In order to use ScatterChat, a user first generates a public/private
key pair that gets associated with a particular IM screen name. Once that
is complete, the program logs the user into the IM network and provides the
same basic interface as Gaim. A user can then choose a buddy to chat
with and ScatterChat provides an extra button in the chat window to request
encryption. If necessary, a key exchange is done between the user and
their buddy, but one can always refuse encryption and the key exchange
protocol will be silently ignored. This ability allows users to control
who knows that they are using ScatterChat; if they refuse the key exchange,
it will look no different than someone who is using a standard IM client.
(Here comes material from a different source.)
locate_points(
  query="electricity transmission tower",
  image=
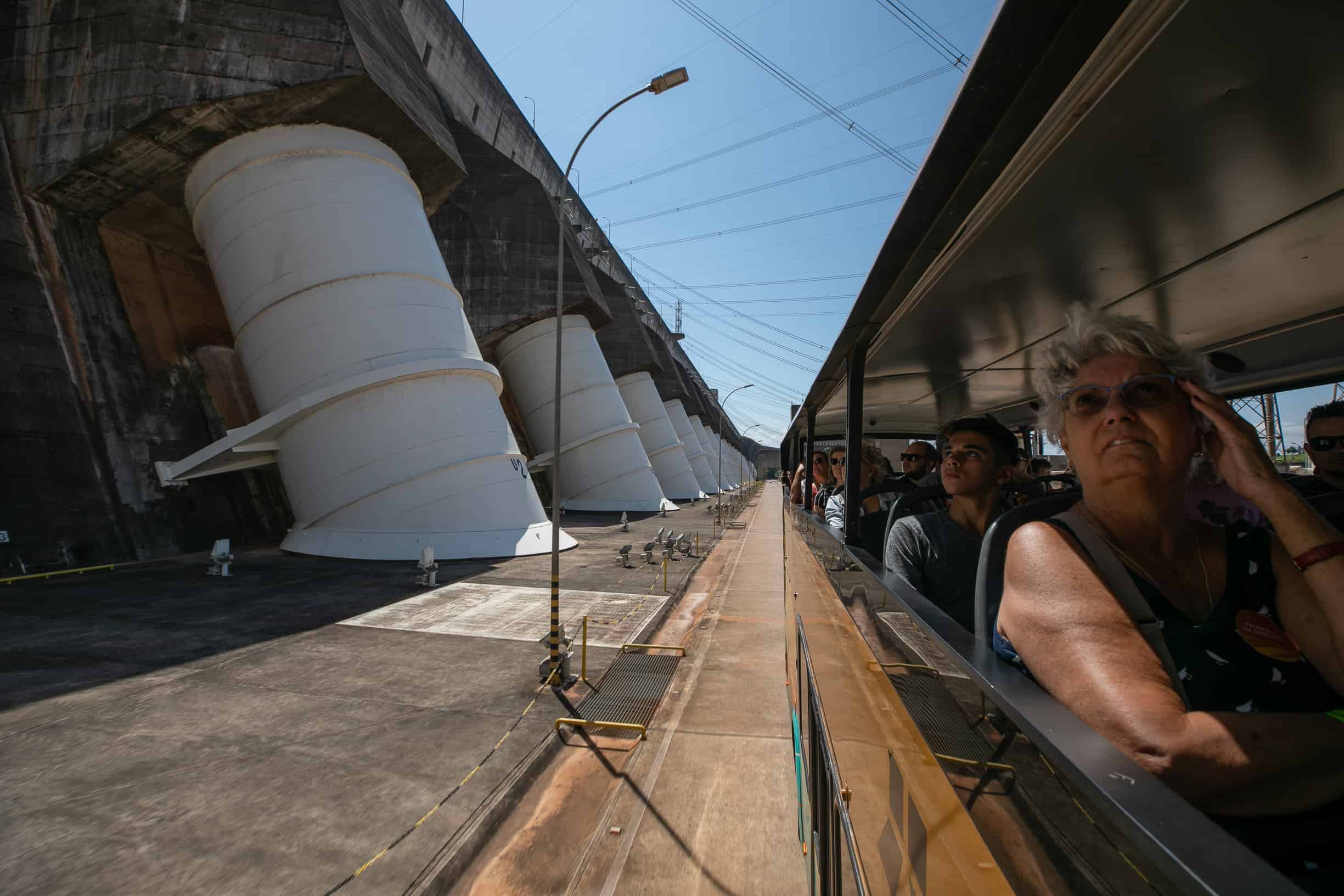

Once an encrypted session has been established (verified by the now familiar
padlock icon), it works just like an unencrypted session. Users can type
back and forth to each other but any intermediary will not be able to
decrypt the traffic without compromising the keys. Even if the conversation
is recorded, it cannot be decrypted without compromising the private keys
at both ends of the conversation, providing 'perfect forward security'.
Of course, one must be careful that the other end is not logging the
conversation as that would store an unencrypted version of the conversation
on the hard drive of the logger.
ScatterChat seems to have a well thought out architecture and philosophy.
Users are not allowed to choose encryption methods, key lengths or any of
the other technical parameters that often accompany encryption tools. The
choices made by the ScatterChat developers are very strong (2048-bit El Gamal
public/private key with 256-bit AES symmetric encryption) and removing those
kinds of choices makes it a much simpler solution to deploy for non-technical
users. The developers also have chosen to use existing encryption code
(libgcrypt) rather than creating yet another encryption library that needs
to be audited.
ScatterChat is targeted for human rights activists and dissidents who may
be communicating through internet servers that are or can be subverted by
oppressive governments. It may also be useful for those living in
supposedly free countries whose governments have recently determined that
spying on its citizens leads to better national security. A
great deal of communication of a sensitive nature is done via IM these days
and companies may wish to use this tool to secure chats between their
employees to protect trade secrets and the like. Many IM users will not
have any need for the capabilities provided by ScatterChat, as the NSA is
probably uninterested in teenage dating gossip and the like, but for those
who do, ScatterChat is an essential tool.